In the high-minded and occasionally mermaid or Snow Queen-filled world of Hans Christian Andersen, marshalling the courage to bleat out that “the Emperor has no clothes” and other similarly painful truths is the right thing to do.
It’s so right, in fact, that it earns you a starring role in BOTH a Hans Christian Andersen fairy tale and a Wikipedia entry.
But that’s not the point.
The point is, is that screaming out the truth in the face (or faces) of those who would find it difficult to hear isn’t often rewarded whatsoever. Forget starring roles. You’re less likely to even get a pat on the back than a kick in the *** for your troubles.
And that may be why one of the HR world’s grizzliest realities continues to survive – sometimes, even thrive – even though everyone secretly knows the truth.
And that truth, of course, is that your star performers HATE training.
Forget the peppermint candies. Forget the free pen. Forget the PowerPoint sing-a-long. Forget even the catered lunch and lukewarm coffee in those curiously shallow, three-sip cups (where do they get those from, anyway? Toys ‘R Us?). Those are irritants, but not hate-worthy.
No, what your star performers hate is simply the very idea of training as you’re offering it now. Not because they aren’t committed to learning new things. But because – and here’s the really painful part – your training is really not helping them much. In fact, it’s probably just wasting their time; time that they’d much rather spend doing what star performers do, which is personifying, producing and achieving excellence.
Frankly, your training is slowing them down. They’re high performance cars with engines that cost more than the gross national profit of some small countries, and you’re asking them to drive next to a 1982 K-Car that can’t go faster than 30mph. Or turn left. Or stop.
Okay, maybe that’s a little harsh. Your non-star performers aren’t K-Cars. They’re functional and important parts of the whole. They’re good, solid cars that get the job done. Some of them may even show signs of breaking through into that next level.

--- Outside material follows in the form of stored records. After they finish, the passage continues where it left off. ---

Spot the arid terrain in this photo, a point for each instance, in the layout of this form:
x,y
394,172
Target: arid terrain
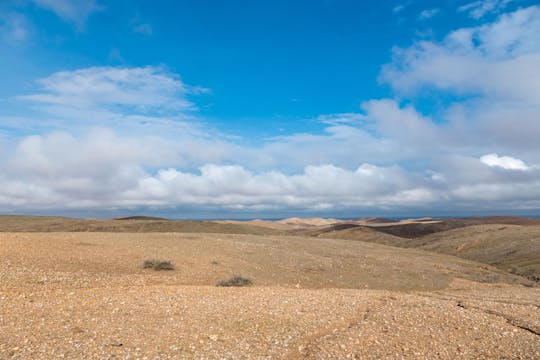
x,y
321,289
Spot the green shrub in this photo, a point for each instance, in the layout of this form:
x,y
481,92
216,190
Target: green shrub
x,y
158,264
235,280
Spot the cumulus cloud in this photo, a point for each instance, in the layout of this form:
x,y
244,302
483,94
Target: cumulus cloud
x,y
428,13
14,27
478,9
74,11
388,155
141,88
505,162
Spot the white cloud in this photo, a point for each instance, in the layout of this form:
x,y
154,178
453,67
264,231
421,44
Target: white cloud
x,y
428,13
74,11
388,156
144,28
505,162
143,89
479,9
14,27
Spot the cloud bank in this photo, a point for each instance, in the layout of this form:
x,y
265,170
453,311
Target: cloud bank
x,y
120,138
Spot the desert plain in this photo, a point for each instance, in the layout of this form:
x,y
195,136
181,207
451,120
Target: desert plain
x,y
321,289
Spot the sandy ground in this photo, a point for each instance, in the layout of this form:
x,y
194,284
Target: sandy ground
x,y
83,295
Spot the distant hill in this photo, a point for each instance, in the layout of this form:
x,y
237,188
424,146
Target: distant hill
x,y
140,217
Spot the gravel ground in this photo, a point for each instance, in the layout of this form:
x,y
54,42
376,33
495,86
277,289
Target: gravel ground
x,y
50,312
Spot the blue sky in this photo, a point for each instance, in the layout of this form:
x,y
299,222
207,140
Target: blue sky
x,y
263,108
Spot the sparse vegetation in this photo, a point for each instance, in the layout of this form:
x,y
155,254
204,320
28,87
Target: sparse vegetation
x,y
158,264
235,280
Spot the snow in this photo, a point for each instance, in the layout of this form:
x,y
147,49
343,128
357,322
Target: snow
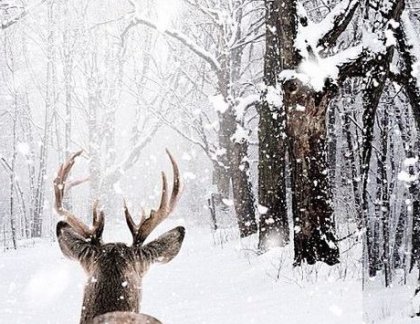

But the point remains: star performers, as a breed, don’t like training as it’s typically delivered in the world of work. It’s an inefficient use of their time. And if you subject them to (bad) training after (bad) training, you’re eroding the bond of affection and loyalty that you must have with them; because they’re the ones who are responsible for 50, 60, 70 or maybe even 80%+ of your revenue and profit, directly or indirectly. Lose them, and you can very quickly lose your business.
(And yes, they know this. That’s why they usually come in late and wear t-shirts when everyone else is in a tie.)
So. There you have it. It’s now “out there” for everyone to point to in horror and, paradoxically, relief. Your star performers hate training. It’s said. It’s done. It’s time to move on.
So let’s do that – move on, that is – by focusing on a few key strategies that will help you give your star performers what they really need vs. what you’re probably giving them now:
- Make the training SPECIFIC to the problems that they’re facing at work and/or the opportunities they can exploit. If it’s not specific, it’s not going to be seen as valuable. If it’s not valuable, then it’s eeeeeviiiiiiillllll.
- INVOLVE your star performers in the training design. Not in a prolonged, bureaucratic way – that’ll actually be worse. But ask them what they need to know to do their jobs better. It’s like market research. Don’t assume what your customers want. Ask them questions. You’ll be surprised at how happy they are to answer you. In fact, you may not be able to get them to shut up.
- Don’t TREAT unequal employees equally. This is not about favouritism. Everyone is entitled to respect, and to be treated with dignity. That shouldn’t change whether you’re dealing with the intern or the C-level executive. But when it comes to training, don’t treat everyone as if they’re facing the same workplace problems and have the same goals. Your star performers have different needs. There’s nothing wrong with meeting them.
- Be HONEST about calling it training. In other words, if it’s an information session, call it that. If it’s a presentation, call it that. If it’s a casual get together to make fun of the bosses new hair cut…call it an information session. Just don’t call it training it if isn’t. The word “training” in your company should mean something, and not just be a catch-all term for everything that involves peppermint candies and PowerPoint sing-a-longs.
So there you have it. Use these rules above to shape and steer your training, and watch your star performers take to the sky. And who knows? They may (and probably will) take some other employees with them to that elusive and wonderful “next level” of performance.
Keep at it, and you may end up with a workforce of star performers.
And if that doesn’t get you into a fairy tale or Wikipedia, what will?